If you really want to generate hype, combine the word “quantum” with “AI,” jokes Jacob Biamonte, an expert on quantum machine learning at ÉTS Montreal. Indeed, as quantum processors get bigger, some physicists are focusing on using them to boost the performance and energy efficiency of classical artificial intelligence.

Last year SQC launched Watermelon, a quantum-enhanced AI processor, to help speed up machine learning. Classical AI systems are already adept at finding patterns in vast datasets, which makes them particularly useful for optimizing communications and energy networks, for instance. SQC’s quantum technique builds on classical reservoir computing, a method for taking input data points and transforming them onto a higher-dimensional neural network, making it easier to find patterns. In 2017 scientists in Japan predicted that the classical nodes of the neural network could be replaced by a smaller number of qubits subject to quantum interference. “The advantage of having a quantum reservoir is that you get an exponential increase in dimensionality,” Simmons says, enabling a quantum reservoir to achieve the same training results as a classical reservoir but potentially faster and using fewer resources.

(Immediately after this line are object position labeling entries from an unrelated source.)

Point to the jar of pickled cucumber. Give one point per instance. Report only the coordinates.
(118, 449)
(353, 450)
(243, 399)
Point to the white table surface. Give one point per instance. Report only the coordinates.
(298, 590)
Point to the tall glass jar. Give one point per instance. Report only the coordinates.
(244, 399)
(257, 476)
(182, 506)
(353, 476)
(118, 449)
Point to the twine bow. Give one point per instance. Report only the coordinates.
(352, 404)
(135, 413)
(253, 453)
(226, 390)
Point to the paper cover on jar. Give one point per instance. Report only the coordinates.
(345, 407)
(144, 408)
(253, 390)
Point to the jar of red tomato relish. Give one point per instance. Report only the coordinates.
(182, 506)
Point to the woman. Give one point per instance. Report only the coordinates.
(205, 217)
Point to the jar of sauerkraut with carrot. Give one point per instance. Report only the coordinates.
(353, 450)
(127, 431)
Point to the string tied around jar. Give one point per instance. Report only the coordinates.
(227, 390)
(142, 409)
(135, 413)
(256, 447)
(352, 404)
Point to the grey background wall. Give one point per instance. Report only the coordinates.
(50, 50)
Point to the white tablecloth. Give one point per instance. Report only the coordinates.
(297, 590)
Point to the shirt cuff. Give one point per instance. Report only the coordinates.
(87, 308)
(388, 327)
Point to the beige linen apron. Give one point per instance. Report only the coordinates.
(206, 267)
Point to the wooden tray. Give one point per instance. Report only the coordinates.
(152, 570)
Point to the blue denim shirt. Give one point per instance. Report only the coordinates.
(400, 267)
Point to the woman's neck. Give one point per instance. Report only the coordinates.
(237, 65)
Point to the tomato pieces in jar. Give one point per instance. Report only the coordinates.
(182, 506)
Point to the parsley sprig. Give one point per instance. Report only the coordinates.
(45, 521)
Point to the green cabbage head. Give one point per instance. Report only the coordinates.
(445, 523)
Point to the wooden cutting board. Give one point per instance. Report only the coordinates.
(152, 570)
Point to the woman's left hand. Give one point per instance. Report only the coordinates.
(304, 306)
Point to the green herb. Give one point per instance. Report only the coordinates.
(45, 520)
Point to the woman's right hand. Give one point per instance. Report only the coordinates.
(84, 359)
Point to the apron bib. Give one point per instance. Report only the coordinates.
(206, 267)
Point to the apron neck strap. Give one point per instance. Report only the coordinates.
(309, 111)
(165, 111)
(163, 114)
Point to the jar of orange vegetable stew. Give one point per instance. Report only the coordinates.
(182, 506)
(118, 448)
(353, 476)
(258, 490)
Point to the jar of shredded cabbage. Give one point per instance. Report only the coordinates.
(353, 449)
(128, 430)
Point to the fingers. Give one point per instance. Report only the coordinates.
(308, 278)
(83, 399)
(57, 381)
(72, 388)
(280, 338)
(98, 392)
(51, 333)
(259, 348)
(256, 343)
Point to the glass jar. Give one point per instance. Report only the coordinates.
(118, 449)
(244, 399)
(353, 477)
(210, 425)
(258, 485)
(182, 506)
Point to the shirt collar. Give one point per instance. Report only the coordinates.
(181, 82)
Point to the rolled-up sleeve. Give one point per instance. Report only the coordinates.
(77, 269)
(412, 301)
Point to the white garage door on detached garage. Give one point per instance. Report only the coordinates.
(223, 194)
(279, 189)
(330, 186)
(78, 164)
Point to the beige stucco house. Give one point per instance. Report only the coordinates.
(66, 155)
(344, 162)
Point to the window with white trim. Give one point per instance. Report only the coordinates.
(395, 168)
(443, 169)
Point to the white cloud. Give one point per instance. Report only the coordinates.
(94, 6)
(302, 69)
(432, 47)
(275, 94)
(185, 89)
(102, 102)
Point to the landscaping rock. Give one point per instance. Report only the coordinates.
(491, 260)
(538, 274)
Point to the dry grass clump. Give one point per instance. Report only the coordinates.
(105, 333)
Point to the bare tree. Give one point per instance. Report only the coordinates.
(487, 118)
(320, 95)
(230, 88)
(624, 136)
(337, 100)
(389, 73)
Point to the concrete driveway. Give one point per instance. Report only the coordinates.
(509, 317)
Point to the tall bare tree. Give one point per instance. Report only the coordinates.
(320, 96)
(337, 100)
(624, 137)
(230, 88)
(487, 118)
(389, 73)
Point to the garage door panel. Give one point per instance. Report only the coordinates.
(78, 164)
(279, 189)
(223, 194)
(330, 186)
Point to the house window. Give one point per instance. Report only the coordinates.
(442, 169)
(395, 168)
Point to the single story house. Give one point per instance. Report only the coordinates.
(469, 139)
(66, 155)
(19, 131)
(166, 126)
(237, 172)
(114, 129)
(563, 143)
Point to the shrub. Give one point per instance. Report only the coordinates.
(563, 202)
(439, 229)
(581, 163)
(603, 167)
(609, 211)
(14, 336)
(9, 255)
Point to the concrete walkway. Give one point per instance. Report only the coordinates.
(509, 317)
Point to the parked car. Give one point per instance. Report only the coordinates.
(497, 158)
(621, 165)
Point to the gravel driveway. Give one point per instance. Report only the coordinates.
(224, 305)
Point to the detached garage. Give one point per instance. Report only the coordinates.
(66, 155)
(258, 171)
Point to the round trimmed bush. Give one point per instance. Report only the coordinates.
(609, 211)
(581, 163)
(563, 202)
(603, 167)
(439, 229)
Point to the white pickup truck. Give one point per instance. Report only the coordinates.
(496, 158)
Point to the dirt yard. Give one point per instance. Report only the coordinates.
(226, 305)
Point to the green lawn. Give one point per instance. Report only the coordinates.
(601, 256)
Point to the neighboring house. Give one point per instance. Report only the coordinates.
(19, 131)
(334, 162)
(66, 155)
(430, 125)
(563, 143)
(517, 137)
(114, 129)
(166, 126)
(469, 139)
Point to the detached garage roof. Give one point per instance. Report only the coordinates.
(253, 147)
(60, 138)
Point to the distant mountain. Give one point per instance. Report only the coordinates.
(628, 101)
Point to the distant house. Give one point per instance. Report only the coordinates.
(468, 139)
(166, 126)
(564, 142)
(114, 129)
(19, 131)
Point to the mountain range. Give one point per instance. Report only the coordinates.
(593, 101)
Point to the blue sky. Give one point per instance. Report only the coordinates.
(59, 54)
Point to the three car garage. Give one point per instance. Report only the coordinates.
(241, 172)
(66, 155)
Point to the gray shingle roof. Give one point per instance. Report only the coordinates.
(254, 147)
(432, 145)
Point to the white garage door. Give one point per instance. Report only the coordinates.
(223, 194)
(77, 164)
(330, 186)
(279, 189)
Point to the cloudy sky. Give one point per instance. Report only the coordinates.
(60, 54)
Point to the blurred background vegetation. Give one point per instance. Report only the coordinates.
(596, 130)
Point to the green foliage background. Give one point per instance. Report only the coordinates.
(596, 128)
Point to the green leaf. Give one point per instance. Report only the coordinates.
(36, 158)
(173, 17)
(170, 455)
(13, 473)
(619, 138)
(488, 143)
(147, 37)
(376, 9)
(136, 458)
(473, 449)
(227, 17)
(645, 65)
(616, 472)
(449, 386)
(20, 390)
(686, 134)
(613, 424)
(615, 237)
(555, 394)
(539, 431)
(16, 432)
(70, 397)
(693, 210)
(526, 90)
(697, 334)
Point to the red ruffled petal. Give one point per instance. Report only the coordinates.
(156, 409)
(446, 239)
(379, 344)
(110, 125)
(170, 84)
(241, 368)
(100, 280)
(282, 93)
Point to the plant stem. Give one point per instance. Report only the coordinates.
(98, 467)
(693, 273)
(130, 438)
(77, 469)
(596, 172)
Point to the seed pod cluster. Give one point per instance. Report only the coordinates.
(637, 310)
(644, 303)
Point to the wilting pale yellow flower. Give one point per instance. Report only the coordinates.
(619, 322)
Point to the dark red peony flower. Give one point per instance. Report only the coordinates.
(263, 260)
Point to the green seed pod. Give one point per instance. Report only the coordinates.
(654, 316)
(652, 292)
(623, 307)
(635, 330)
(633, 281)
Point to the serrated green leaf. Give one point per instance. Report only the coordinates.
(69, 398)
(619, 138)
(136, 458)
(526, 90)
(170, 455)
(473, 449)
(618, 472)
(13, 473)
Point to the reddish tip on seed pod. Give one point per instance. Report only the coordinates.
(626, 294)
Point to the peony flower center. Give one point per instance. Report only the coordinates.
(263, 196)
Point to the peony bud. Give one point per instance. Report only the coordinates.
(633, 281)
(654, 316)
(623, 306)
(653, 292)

Watermelon’s first commercial trial—in collaboration with Australian telecommunications company Telstra—has shown promising results. Telstra already uses AI to monitor latency and bandwidth patterns on its networks. It takes about three weeks to train the company’s models using standard classical methods. With Watermelon’s help, Telstra achieved the same training results in just two days. “In the grand scheme of the world, that is quite significant because at the moment, data centers are very power hungry,” Simmons says, noting that similar optimizations could be rapidly rolled out to other energy-intensive tasks, such as training AIs for image recognition, fraud detection and market prediction. “I feel like I’m in this freight train that’s going at superhigh speeds,” she says.

Ekert, however, remains cautious about the longer-term benefits of using quantum AI processors to analyze classical datasets. “Turning classical data into a quantum form is terribly inefficient,” he says. Where quantum computing and machine learning are already being combined most helpfully, Ekert argues, is in physicists’ use of classical AI to design quantum error-correcting codes and better quantum hardware. Last year, for example, Finnish company QMill launched a classical AI service for compressing quantum circuits, reducing the number of gates needed for operation by 20 to 50 percent. Biamonte also thinks the current vision is too small. “If the goal is to use quantum computers to do machine learning for classical data, it doesn’t even make sense, because classical machine learning is already so good,” he says.

If quantum processors could one day be used to analyze quantum data directly, however, that would be a game changer. “There should be these wonderful patterns that classical computers cannot detect because there are just too many data for their memory,” Biamonte says. A quantum AI could riff on the molecular structure of an existing patented drug, for instance, to generate multiple different configurations with the same benefits. It could then assess those molecules to see whether they could be synthesized and patented before a company committed funds to trying to make them. “That’s the exciting future that doesn’t exist yet,” Biamonte says.